A History of Fast Ascents of 8,000-Meter Peaks
We have not done, nor will we do, a full review of the history of fast ascents of 8,000ers, but such ascents are not a new phenomenon. To check his facts, Steve called several alpinists, including Reinhold Messner, Peter Habeler, and Marko Prezelj. All three confirmed that, in their words, “many climbers” scaled 8,000ers on shortened time frames in the past, especially peaks in Tibet. Bagging 8,000ers was actually much more popular in the past than it is now, notably during the height of the race to climb all the 8,000-meter peaks. These days more attention is focused on Everest. Looking back to the 1980s, we saw the following ascents over a short five-year period:
- 1983: Erhard Loretan climbed three 8,000-meter peaks—G1, G2, and Broad Peak—in 17 days.
- 1984: Reinhold Messner and Hans Kammerlander linked Gasherbrum II and Gasherbrum I without going down to base camp.
- 1986: Jean Troillet and Erhard Loretan climbed the Hornbein couloir on Everest in 43 hours roundtrip.
- 1987: Alejandro Randis climbed from Plaza de Mulas to Aconcagua’s summit in 8 hours 7 minutes, and later that same year Lito Sánchez set a new fastest known time of 6 hours 32 minutes.
- 1987: Anatoli Boukreev climbed Peak Communism (7,400 m) from 6,600 meters in 1 hour 27 minutes and Lenin Peak (7,134 m) from base camp (4,200 m) in 8 hours.
- 1987: In a selection race on Mount Elbrus, Anatoli Boukreev ran from an elevation of 4,200 meters to 5,200 meters in 1 hour 7 minutes.
- 1988: Marc Batard climbed the southwest pillar on Makalu (8,481 m) solo in 18 hours.
- 1988: Marc Batard climbed Everest in 22 hours 29 minutes.
Many of the above accomplishments still stand as fastest known times today, over 30 years later. Not one of these climbers utilized anything more than mountain experience, good health, and aerobic fitness achieved through simple training methods.
Big mountain experience and good health are the foundations of a successful climb, but beyond those cornerstones, the next most powerful driver of success on very high summits is the use of supplemental oxygen. This has changed a lot in recent years: since 2012, oxygen masks have been refined and reengineered to be capable of delivering flow rates as high as 6 liters/minute. That is a 300 percent gain over the traditional 2 liters/minute flow rate.

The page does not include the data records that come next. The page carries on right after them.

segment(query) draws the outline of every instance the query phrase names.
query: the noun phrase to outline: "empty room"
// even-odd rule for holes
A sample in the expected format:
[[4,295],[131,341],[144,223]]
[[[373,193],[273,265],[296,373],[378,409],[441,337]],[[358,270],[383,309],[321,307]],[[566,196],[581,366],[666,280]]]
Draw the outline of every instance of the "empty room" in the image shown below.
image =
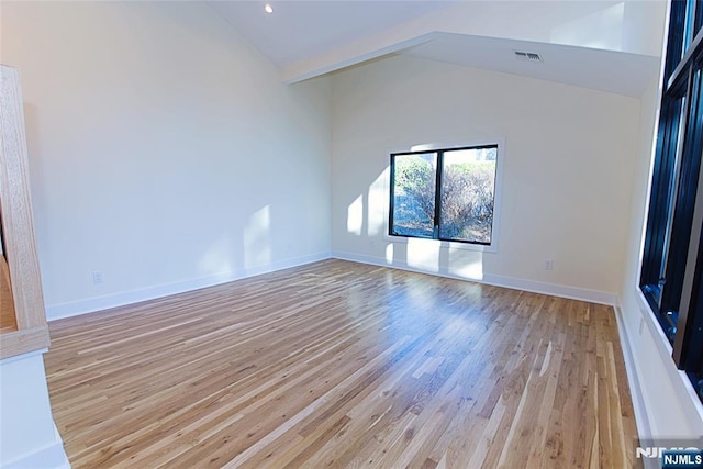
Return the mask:
[[2,0],[0,467],[703,467],[702,25]]

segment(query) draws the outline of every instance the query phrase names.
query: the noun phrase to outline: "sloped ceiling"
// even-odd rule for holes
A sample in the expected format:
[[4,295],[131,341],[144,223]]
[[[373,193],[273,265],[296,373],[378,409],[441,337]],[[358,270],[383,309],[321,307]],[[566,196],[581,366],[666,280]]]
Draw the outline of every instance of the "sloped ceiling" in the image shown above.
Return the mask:
[[[209,2],[294,83],[391,54],[641,96],[657,74],[663,0]],[[538,53],[518,60],[514,51]]]

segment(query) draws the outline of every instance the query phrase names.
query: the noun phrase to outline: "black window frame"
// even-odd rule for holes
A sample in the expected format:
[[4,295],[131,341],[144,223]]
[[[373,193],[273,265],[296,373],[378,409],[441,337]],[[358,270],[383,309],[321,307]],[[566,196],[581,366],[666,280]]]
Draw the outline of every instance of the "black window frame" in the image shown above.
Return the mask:
[[[469,241],[469,239],[459,239],[451,237],[442,236],[442,187],[443,187],[443,171],[444,171],[444,154],[451,152],[460,152],[460,150],[471,150],[471,149],[495,149],[495,172],[493,175],[493,215],[491,219],[491,239],[489,242],[481,241]],[[405,233],[398,233],[393,230],[393,220],[394,220],[394,210],[395,210],[395,157],[398,156],[408,156],[408,155],[427,155],[434,154],[436,155],[436,168],[435,168],[435,199],[434,199],[434,225],[432,230],[432,237],[428,236],[416,236]],[[501,161],[501,144],[500,143],[487,143],[480,145],[461,145],[461,146],[443,146],[440,148],[423,148],[419,150],[404,150],[404,152],[393,152],[390,154],[390,188],[389,188],[389,212],[388,212],[388,235],[394,237],[403,237],[403,238],[413,238],[413,239],[435,239],[439,242],[446,243],[460,243],[465,246],[480,246],[484,248],[495,247],[496,239],[495,235],[498,233],[496,216],[499,214],[498,210],[498,191],[500,186],[500,172],[499,167],[502,165]]]
[[639,288],[703,401],[703,0],[671,0]]

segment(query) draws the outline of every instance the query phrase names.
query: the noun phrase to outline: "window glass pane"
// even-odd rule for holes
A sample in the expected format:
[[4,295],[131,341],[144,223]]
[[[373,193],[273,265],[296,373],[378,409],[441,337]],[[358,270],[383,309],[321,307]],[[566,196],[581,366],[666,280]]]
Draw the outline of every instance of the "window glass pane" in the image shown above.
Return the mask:
[[681,51],[681,57],[685,55],[693,41],[695,33],[695,10],[698,2],[695,0],[688,0],[685,5],[685,20],[683,26],[683,47]]
[[391,234],[433,237],[437,154],[393,156]]
[[496,147],[444,153],[442,239],[491,243],[496,156]]

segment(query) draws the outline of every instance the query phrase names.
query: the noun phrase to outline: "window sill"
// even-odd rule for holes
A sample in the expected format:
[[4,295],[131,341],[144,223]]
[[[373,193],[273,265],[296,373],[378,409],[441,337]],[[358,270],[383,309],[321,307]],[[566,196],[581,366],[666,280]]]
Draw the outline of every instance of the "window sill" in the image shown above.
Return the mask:
[[438,247],[439,249],[449,249],[449,250],[458,249],[458,250],[476,250],[480,253],[498,253],[496,243],[493,243],[491,245],[483,245],[483,244],[471,244],[471,243],[457,243],[451,241],[428,239],[423,237],[393,236],[389,234],[383,235],[383,238],[388,242],[399,243],[399,244],[416,243],[419,245],[425,245],[428,248]]

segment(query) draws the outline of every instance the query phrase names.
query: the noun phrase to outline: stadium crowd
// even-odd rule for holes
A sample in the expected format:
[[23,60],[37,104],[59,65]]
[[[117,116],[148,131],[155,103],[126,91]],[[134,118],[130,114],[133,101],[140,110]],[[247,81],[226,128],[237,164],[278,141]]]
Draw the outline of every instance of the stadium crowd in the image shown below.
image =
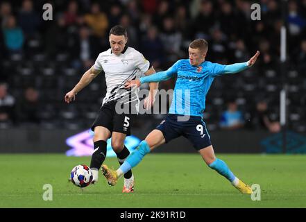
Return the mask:
[[[63,97],[109,48],[108,32],[120,24],[128,31],[128,46],[142,52],[157,71],[187,58],[189,43],[196,38],[208,41],[206,60],[213,62],[245,62],[259,50],[260,58],[251,69],[215,79],[204,119],[211,130],[278,132],[281,6],[275,0],[257,2],[260,21],[250,19],[252,1],[1,1],[0,127],[90,126],[105,93],[103,75],[78,95],[77,103],[67,105]],[[52,21],[42,19],[44,3],[53,6]],[[306,94],[299,92],[306,92],[306,0],[289,1],[286,22],[289,119],[291,128],[305,132]],[[173,86],[170,80],[160,88]],[[239,114],[230,114],[232,109]],[[226,125],[235,122],[226,118],[237,116],[237,127]],[[154,120],[163,117],[148,117],[139,119],[155,126]]]

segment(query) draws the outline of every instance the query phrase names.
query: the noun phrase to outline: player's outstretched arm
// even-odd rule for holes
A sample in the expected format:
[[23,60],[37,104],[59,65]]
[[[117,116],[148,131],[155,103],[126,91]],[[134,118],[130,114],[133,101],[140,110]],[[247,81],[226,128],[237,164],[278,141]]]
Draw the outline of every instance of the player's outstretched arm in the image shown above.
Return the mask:
[[[147,71],[144,73],[145,76],[151,76],[154,74],[155,70],[153,67],[151,67]],[[158,89],[158,83],[148,83],[150,92],[148,96],[144,99],[144,107],[148,110],[154,104],[155,101],[155,96]]]
[[69,103],[72,101],[75,101],[77,93],[82,90],[86,85],[90,84],[100,72],[101,71],[95,70],[93,66],[86,71],[76,86],[70,92],[66,94],[65,96],[65,101]]
[[260,51],[257,51],[254,56],[253,56],[248,62],[226,65],[224,67],[223,74],[236,74],[250,67],[256,62],[260,54]]
[[159,71],[155,74],[142,77],[139,79],[135,79],[134,80],[128,80],[125,84],[126,89],[137,86],[139,87],[142,84],[145,83],[158,83],[162,82],[170,79],[173,73],[170,71],[169,69],[167,71]]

It is important for people to understand that guide services selling compressed acclimatization schedules or “lightning ascents” rely heavily on high-flow supplemental oxygen (6 L/min) during the climb. This is fine, assuming it’s always available. We want to emphasize that, as a climber, you must stay aware of your supply of supplemental oxygen throughout the climb and descent because to run out unexpectedly could be life-threateningly dangerous.

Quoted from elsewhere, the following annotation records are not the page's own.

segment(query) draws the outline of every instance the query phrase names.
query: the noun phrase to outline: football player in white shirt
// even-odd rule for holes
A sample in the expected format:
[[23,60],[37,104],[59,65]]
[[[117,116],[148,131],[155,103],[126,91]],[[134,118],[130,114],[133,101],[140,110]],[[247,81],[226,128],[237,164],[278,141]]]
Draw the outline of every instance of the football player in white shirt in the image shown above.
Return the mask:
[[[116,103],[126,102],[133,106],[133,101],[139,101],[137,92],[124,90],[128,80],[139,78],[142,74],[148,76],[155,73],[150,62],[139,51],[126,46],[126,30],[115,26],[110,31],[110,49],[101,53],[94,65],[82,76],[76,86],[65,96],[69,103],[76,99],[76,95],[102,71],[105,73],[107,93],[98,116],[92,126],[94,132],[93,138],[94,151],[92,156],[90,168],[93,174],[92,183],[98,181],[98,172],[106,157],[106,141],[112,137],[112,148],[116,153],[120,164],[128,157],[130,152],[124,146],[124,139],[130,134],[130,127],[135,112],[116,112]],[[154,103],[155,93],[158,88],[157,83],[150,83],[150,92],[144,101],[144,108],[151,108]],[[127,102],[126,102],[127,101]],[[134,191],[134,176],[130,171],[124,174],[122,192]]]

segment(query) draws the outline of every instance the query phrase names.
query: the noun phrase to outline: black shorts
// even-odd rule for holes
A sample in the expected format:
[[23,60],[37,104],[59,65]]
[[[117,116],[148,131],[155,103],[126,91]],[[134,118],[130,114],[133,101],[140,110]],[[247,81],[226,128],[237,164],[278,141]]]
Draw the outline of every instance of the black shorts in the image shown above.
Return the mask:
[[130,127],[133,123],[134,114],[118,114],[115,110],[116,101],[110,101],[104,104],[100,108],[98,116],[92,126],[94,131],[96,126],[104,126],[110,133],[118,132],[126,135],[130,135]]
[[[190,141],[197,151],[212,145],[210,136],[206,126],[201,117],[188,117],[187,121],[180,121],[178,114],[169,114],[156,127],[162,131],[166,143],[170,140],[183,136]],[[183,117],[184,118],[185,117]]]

To illustrate the importance of oxygen, consider this thought experiment: an aerobically trained climber with a high flow rate of supplemental oxygen and a guaranteed supply could probably climb Everest in a single day coming directly from sea level. If that doesn’t make the power of supplemental oxygen clear, we don’t know what could. The exact flow rate that would allow this will vary among individuals, based primarily on their lung volume, body mass, and aerobic capacity. But clearly in this hypothetical case, the more oxygen the better.
Dr. Piris is confident in this:
“YES. I would put money on it. You [Steve House] could fly from home today, walk to around about 6,500 meters without getting sick, and then put high-flow oxygen on and be successful. You might underperform compared to what you are used to, then again you might realize how easy it is when you’re sucking 6 liters/minute. But I’m close to 100 percent certain you would succeed. As far as we understand things today, the only significant and dangerous effect of the decrease in pressure is its effect on oxygen availability. There are probably some other things going on that relate directly to a sudden change in barometric pressure, but we don’t really know what they are, and it seems that none of them would kill you.”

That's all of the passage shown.